In tutto questo contesto esistono dipendenti che ogni giorno con tutti i limiti e nonostante tutto si dannano l’anima per fare le nozze con i fichi secchi, provando a garantire un servizio decente e adeguato per i cittadini e per dare un senso al proprio lavoro.
Ecco, io mi chiedo cosa si stia pensando di fare per questi naufraghi delle PA che quotidianamente (e spesso nonostante le figure apicali) mandano avanti la baracca, con competenze spesso importanti ma invisibili.
Giusto, giustissimo innestare nuove leve, processi, infrastrutture e modelli che innalzino il livello.
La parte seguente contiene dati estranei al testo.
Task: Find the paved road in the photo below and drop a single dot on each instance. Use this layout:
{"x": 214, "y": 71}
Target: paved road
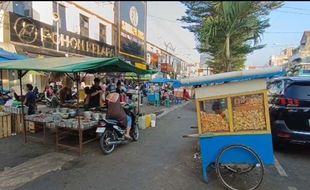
{"x": 162, "y": 159}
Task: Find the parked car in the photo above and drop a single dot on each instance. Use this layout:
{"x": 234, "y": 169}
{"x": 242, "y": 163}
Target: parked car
{"x": 289, "y": 105}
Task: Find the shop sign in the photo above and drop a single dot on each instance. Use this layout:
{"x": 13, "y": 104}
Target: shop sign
{"x": 32, "y": 32}
{"x": 132, "y": 27}
{"x": 152, "y": 59}
{"x": 141, "y": 66}
{"x": 166, "y": 68}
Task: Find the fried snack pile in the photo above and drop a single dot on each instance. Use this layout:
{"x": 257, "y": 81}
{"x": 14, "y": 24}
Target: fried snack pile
{"x": 213, "y": 123}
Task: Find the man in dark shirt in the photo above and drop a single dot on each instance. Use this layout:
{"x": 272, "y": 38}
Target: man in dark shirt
{"x": 30, "y": 100}
{"x": 118, "y": 87}
{"x": 95, "y": 91}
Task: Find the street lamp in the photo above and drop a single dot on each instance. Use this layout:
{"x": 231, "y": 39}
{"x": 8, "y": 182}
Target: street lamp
{"x": 56, "y": 19}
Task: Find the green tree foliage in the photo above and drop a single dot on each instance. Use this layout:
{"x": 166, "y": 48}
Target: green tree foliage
{"x": 228, "y": 31}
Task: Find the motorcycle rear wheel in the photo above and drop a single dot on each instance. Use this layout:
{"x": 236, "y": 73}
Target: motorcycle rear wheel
{"x": 107, "y": 136}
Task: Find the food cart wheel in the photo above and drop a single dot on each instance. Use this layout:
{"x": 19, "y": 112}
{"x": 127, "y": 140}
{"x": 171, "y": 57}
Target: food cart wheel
{"x": 107, "y": 137}
{"x": 240, "y": 176}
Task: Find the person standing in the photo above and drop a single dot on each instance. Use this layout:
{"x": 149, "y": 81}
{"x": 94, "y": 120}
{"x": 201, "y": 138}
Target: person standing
{"x": 95, "y": 91}
{"x": 30, "y": 100}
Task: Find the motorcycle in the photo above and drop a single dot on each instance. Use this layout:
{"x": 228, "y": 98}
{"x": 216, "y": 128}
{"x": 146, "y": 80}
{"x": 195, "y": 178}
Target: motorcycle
{"x": 112, "y": 133}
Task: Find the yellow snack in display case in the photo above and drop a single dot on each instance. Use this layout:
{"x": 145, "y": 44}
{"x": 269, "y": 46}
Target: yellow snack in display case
{"x": 249, "y": 113}
{"x": 211, "y": 122}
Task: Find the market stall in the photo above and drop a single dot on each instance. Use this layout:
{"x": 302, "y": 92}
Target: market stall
{"x": 234, "y": 128}
{"x": 69, "y": 122}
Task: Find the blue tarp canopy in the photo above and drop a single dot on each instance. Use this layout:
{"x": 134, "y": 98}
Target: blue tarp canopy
{"x": 235, "y": 76}
{"x": 175, "y": 83}
{"x": 7, "y": 56}
{"x": 160, "y": 80}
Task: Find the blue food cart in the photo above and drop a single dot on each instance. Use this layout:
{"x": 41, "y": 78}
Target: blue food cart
{"x": 234, "y": 129}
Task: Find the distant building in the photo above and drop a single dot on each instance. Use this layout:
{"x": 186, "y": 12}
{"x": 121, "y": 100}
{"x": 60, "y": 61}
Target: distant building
{"x": 283, "y": 58}
{"x": 303, "y": 50}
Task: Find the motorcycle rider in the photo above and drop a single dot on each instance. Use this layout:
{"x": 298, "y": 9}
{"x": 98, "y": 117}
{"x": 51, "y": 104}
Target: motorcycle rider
{"x": 117, "y": 112}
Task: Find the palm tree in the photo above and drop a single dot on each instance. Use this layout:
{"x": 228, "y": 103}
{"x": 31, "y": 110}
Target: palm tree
{"x": 227, "y": 30}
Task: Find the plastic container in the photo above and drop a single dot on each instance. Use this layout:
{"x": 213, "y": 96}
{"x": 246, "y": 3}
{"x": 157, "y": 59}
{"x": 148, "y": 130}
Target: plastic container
{"x": 153, "y": 120}
{"x": 141, "y": 122}
{"x": 148, "y": 120}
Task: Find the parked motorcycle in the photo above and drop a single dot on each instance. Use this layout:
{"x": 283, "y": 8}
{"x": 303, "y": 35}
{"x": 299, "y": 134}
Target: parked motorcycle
{"x": 112, "y": 133}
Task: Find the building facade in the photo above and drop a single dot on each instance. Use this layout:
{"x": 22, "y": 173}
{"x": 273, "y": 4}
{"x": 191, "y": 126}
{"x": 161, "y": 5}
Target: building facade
{"x": 283, "y": 58}
{"x": 80, "y": 28}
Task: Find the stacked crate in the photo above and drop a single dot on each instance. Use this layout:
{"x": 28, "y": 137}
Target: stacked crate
{"x": 5, "y": 125}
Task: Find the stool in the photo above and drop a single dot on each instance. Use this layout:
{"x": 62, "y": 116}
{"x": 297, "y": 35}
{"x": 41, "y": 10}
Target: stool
{"x": 157, "y": 103}
{"x": 167, "y": 103}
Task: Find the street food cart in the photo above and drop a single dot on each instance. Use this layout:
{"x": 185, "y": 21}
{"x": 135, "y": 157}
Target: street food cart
{"x": 234, "y": 127}
{"x": 66, "y": 121}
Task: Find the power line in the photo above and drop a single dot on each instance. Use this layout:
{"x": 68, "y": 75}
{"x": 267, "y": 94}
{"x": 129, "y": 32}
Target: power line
{"x": 296, "y": 8}
{"x": 291, "y": 12}
{"x": 174, "y": 21}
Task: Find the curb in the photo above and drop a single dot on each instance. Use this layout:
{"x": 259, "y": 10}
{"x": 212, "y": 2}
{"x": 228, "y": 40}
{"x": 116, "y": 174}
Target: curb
{"x": 172, "y": 109}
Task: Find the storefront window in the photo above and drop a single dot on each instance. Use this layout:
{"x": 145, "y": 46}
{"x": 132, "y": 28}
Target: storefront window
{"x": 61, "y": 14}
{"x": 102, "y": 33}
{"x": 23, "y": 8}
{"x": 84, "y": 25}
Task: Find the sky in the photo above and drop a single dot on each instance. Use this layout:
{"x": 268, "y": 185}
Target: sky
{"x": 287, "y": 26}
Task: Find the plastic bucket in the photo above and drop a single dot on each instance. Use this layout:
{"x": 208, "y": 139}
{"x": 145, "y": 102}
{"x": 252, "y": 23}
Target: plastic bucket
{"x": 153, "y": 123}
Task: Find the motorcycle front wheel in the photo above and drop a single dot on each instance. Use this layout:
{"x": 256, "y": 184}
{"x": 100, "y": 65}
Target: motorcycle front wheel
{"x": 108, "y": 136}
{"x": 134, "y": 133}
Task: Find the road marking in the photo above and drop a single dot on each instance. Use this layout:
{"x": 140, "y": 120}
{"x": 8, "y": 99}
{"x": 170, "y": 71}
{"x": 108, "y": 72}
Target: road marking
{"x": 279, "y": 168}
{"x": 15, "y": 177}
{"x": 172, "y": 109}
{"x": 291, "y": 188}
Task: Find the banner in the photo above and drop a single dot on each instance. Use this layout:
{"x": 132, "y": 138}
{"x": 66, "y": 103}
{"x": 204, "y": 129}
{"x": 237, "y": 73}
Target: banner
{"x": 132, "y": 27}
{"x": 25, "y": 30}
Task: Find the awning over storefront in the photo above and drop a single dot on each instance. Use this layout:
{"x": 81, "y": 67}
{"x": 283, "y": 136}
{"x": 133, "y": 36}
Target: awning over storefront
{"x": 133, "y": 76}
{"x": 73, "y": 65}
{"x": 175, "y": 83}
{"x": 234, "y": 76}
{"x": 8, "y": 56}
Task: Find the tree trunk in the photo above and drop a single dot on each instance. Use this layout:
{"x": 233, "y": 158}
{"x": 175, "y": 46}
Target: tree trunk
{"x": 228, "y": 64}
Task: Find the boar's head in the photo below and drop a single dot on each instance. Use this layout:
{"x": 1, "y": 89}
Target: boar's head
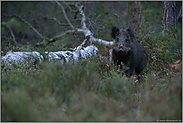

Ma credo sia anche giusto pensare a chi, oggi, è già pronto per poter dare il proprio contributo e che per un sistema poco meritocratico e spesso mediocre non sono stati mai messi in condizione di esprimere quel potenziale, dipendenti che conoscono le dinamiche, i linguaggi e le complicate norme e possono essere utili ambasciatori per far rapidamente entrare a regime questa imponente battaglione di nuovi colleghi.
Perché la PA si possa innovare è necessario innovarla tutta, senza bacchette magiche ma con poche e utili azioni, prima fra tutte la reale misura delle azioni legando avanzamenti di carriera e produttività al raggiungimento degli stessi, soprattutto per i manager (DG e dirigenti) che per loro e per la legge sono i datori di lavoro.
Cambiare in meglio, premiare chi merita: sembra facile, vedremo se sarà davvero possibile.